Lorsque l’on écoute les élus, d’ici comme d’ailleurs, on constate que chacun envisage un accroissement parfois conséquent de sa population –une « promenade » sur le territoire de la Communauté de Communes de Montesquieu montre que le phénomène y est en pleine expansion- et, moyennant le passage d’un « pavillonnaire dévoreur d’espace » aux « R+1 ou R+2 » en continu, nous nagerions dans le développement durable… De nos grands élus régionaux qui clament leur ambition d’une « Grande Métropole Bordelaise », de « Bordeaux, ville millionnaire », aux élus de base en passant par les communautés de communes, un large consensus sur le sujet est établi. Pour preuve, des documents comme le « Schéma Régional d’Aménagement Durable du Territoire  » (SRADDT), « Aquitaine Horizon 2020  » (avril 2006) ou, plus localement, le «  Programme Local de l’Habitat 2009  » de la Communauté de Communes de Montesquieu, ou encore, plus généralement, les différents PLU. Tous tablent sur de forts accroissements de population. Un point semble avoir été sous-estimé pour ne pas dire oublié, c’est le problème de l’eau dont il est pourtant reconnu que ce sera un des enjeux majeurs, du local au mondial, pour les décennies à venir.

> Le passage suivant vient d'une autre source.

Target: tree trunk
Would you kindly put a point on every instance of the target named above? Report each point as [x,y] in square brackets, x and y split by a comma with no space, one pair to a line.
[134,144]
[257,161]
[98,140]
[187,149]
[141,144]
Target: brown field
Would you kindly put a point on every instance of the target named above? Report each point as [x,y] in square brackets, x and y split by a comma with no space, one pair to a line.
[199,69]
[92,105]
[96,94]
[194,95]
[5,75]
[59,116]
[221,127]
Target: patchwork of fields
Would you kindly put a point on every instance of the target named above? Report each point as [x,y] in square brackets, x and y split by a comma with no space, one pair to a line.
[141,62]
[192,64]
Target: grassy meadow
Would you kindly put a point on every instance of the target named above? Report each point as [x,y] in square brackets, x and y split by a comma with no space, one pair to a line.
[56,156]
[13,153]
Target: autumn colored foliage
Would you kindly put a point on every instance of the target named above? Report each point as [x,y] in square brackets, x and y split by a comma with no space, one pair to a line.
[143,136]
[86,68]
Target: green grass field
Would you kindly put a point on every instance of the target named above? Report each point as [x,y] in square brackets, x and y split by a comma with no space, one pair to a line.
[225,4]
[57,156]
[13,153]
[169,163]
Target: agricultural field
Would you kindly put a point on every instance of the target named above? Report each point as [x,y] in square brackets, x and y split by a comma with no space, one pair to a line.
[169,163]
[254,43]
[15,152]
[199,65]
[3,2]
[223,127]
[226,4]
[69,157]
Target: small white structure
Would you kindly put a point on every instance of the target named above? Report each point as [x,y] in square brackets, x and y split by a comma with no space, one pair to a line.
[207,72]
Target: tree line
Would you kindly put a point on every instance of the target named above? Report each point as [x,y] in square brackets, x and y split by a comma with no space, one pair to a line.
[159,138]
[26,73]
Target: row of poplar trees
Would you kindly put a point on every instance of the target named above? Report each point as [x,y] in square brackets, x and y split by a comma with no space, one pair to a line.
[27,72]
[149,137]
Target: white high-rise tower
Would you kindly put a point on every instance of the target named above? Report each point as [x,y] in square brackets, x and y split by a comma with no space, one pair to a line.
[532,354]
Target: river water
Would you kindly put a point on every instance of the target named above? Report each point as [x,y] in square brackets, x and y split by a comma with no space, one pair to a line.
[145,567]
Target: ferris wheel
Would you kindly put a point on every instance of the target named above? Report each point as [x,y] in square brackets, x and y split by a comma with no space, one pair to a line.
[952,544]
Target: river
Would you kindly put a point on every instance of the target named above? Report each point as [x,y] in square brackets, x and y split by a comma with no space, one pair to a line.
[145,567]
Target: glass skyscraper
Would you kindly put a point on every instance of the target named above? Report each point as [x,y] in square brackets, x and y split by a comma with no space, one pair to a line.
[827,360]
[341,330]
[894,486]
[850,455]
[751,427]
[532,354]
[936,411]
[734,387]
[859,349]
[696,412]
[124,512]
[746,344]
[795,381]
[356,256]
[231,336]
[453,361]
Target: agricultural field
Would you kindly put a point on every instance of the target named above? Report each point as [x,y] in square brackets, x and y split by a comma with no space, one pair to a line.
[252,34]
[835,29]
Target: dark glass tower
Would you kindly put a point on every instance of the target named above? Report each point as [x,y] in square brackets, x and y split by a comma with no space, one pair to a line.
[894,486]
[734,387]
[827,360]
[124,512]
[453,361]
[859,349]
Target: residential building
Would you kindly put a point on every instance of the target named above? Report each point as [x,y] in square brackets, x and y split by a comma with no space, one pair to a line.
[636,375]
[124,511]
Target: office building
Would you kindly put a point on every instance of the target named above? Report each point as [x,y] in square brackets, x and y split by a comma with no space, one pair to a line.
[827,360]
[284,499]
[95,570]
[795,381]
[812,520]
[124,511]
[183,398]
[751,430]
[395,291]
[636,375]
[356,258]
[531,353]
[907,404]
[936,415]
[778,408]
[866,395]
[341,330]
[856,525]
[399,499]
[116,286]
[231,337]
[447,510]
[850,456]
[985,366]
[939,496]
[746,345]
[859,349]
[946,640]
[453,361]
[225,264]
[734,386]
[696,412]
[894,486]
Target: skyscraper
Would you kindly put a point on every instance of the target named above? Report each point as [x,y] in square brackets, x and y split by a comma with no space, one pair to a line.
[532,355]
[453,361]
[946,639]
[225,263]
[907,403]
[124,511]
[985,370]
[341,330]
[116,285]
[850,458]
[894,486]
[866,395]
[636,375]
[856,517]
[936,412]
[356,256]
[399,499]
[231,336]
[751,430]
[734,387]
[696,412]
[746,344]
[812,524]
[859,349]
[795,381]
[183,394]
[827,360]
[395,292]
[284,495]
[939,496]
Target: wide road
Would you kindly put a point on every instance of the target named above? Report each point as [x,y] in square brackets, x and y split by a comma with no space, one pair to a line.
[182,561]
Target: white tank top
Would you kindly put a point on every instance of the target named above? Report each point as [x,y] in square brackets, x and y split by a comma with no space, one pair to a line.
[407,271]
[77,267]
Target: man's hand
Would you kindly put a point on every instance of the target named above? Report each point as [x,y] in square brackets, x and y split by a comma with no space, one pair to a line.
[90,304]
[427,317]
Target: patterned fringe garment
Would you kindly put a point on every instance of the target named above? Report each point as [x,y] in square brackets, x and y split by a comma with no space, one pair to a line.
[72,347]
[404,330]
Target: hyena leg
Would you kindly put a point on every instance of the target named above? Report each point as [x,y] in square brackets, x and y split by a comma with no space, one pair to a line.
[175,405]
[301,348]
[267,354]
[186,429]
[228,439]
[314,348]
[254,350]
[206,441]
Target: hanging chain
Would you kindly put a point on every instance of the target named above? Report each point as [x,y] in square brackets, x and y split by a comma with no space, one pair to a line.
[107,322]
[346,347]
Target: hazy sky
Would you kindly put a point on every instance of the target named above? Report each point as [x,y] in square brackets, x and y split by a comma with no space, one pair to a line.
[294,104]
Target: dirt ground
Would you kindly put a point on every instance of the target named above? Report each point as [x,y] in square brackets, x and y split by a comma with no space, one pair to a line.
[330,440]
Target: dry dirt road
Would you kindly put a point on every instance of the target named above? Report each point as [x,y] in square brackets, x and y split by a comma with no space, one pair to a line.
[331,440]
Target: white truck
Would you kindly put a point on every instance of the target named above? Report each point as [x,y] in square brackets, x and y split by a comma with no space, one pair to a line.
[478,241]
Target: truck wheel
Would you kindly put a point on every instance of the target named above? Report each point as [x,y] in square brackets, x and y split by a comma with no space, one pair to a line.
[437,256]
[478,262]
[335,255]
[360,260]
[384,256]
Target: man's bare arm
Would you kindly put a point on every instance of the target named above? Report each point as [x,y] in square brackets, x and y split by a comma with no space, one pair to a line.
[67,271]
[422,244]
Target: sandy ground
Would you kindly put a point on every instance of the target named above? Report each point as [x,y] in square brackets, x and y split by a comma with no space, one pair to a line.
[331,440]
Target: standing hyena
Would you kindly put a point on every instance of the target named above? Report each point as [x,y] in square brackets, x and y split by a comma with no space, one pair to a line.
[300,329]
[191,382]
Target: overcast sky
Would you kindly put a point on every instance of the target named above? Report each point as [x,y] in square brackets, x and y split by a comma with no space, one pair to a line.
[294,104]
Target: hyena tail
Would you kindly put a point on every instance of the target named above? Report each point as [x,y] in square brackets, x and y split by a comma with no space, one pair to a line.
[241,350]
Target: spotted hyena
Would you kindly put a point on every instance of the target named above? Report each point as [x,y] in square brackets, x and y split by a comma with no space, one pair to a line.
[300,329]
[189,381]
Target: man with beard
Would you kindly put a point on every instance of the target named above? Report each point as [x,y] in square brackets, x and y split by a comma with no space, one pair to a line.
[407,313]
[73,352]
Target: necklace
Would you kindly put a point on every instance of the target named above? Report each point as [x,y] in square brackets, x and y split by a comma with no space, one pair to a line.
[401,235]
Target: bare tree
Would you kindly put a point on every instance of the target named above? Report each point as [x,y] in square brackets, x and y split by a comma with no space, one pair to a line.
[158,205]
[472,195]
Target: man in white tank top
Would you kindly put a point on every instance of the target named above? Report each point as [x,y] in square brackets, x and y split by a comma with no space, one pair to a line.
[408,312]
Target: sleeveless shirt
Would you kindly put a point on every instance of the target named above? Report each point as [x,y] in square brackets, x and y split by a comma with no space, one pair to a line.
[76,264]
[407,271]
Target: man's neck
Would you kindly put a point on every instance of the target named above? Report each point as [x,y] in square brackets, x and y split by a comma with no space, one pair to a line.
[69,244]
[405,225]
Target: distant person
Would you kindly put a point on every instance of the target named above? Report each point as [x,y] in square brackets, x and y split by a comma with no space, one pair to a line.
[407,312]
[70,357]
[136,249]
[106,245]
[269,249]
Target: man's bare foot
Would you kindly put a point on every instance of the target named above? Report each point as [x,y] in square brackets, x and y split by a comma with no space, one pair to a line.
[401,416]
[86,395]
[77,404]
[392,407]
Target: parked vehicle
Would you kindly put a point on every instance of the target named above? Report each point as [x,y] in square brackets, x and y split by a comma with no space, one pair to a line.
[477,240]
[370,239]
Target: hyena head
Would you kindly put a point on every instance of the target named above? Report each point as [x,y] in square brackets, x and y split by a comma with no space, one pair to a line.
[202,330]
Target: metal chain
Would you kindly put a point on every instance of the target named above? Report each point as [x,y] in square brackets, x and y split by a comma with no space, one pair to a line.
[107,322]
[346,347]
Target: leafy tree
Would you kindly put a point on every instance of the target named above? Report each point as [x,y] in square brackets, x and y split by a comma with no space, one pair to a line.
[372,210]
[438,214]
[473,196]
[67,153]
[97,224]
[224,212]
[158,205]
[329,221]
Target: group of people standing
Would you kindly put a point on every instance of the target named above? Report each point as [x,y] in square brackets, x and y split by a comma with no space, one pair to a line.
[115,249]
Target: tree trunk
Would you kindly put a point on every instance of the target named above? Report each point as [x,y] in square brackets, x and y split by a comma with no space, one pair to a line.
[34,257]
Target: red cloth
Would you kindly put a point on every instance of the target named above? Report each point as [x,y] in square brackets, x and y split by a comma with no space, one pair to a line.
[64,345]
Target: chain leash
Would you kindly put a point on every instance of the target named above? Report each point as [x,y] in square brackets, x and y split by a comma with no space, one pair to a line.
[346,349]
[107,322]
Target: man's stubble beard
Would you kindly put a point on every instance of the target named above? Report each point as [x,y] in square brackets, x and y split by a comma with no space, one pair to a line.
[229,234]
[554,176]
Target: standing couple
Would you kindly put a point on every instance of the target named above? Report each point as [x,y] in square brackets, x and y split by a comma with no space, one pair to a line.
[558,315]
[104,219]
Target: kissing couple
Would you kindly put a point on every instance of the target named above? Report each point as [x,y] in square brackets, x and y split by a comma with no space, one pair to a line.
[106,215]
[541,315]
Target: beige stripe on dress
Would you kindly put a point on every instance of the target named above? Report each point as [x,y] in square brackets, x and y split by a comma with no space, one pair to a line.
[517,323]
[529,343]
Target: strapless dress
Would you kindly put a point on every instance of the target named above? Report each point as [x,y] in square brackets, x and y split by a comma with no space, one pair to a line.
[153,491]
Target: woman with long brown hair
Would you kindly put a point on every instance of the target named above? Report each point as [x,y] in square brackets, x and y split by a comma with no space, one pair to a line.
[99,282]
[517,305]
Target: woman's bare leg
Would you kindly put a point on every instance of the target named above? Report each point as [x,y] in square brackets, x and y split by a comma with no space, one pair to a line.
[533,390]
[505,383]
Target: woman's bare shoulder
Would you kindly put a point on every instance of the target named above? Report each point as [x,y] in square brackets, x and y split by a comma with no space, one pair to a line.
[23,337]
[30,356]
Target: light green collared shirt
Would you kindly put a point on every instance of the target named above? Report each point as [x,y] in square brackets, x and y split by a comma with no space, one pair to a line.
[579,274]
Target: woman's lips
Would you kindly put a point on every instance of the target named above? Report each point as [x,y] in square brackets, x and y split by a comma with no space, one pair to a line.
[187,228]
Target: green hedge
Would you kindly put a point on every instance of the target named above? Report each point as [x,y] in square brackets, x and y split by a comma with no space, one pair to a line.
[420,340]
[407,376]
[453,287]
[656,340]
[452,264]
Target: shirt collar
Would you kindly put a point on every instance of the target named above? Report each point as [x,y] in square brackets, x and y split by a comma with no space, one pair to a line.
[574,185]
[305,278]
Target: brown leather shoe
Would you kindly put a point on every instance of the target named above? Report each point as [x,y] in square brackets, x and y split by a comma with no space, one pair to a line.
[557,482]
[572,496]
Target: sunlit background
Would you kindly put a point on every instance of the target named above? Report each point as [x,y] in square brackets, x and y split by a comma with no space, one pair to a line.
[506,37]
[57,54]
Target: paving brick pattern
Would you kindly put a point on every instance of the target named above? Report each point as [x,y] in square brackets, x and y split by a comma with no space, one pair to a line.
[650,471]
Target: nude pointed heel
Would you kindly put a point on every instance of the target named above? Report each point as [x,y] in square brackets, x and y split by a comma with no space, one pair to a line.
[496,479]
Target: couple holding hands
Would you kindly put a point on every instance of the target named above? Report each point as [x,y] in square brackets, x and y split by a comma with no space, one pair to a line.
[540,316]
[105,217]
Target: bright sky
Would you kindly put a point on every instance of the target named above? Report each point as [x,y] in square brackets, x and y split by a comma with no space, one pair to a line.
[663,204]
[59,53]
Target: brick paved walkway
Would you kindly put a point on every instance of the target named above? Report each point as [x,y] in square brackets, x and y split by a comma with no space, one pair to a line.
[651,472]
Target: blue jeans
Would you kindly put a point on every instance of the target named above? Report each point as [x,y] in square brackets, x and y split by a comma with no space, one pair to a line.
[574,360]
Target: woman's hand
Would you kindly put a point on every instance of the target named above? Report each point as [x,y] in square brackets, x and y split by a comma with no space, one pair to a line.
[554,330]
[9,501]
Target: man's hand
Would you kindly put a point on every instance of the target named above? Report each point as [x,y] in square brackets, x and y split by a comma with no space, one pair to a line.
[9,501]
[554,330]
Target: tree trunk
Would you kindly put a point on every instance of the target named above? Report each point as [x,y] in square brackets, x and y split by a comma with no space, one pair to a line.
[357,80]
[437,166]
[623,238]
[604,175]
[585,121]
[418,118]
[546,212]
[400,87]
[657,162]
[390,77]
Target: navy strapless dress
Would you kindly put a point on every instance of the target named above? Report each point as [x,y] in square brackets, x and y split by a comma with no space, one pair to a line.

Cette impasse paraît d’autant plus surprenante qu’un des fondements du Développement Durable est «  l’adaptation de la demande à la ressource  » et que les travaux du SAGE Nappes Profondes Gironde, approuvés en 2003, tiraient déjà une sonnette d’alarme sur l’état de nos nappes souterraines.
Il y a peu, dans le cadre du « SAGE nappes profondes révisé  » qui devrait être adopté fin 2012, étaient mis en évidence à la fois les problèmes d’alimentation en E.P. de la région bordelaise et l’état insoutenable des prélèvements dans la ressource la plus sollicitée : la nappe de l’Oligocène (dont l’extension sud coïncide avec la Communauté de Communes de Montesquieu).
La CLE considère qu’il y a urgence à mettre en oeuvre des « ressources de substitution » avec un objectif de 20 à 25 Mm3 par an à l’horizon 2020. Parmi les solutions proposées par le SMEGREG, la CLE en a retenu 3 :
- le projet dit « Cénomanien Sud-Gironde » (Saint-Magne) susceptible de donner 10 à 18 Mm3 par an ;
- le projet « Nappes alluviales de la Garonne », 10 à 12 Mm3 par an ;
- le projet Oligocène de Saint-Hélène (Médoc), 5 Mm3 par an.
Le projet « Cénomanien » serait traité en priorité.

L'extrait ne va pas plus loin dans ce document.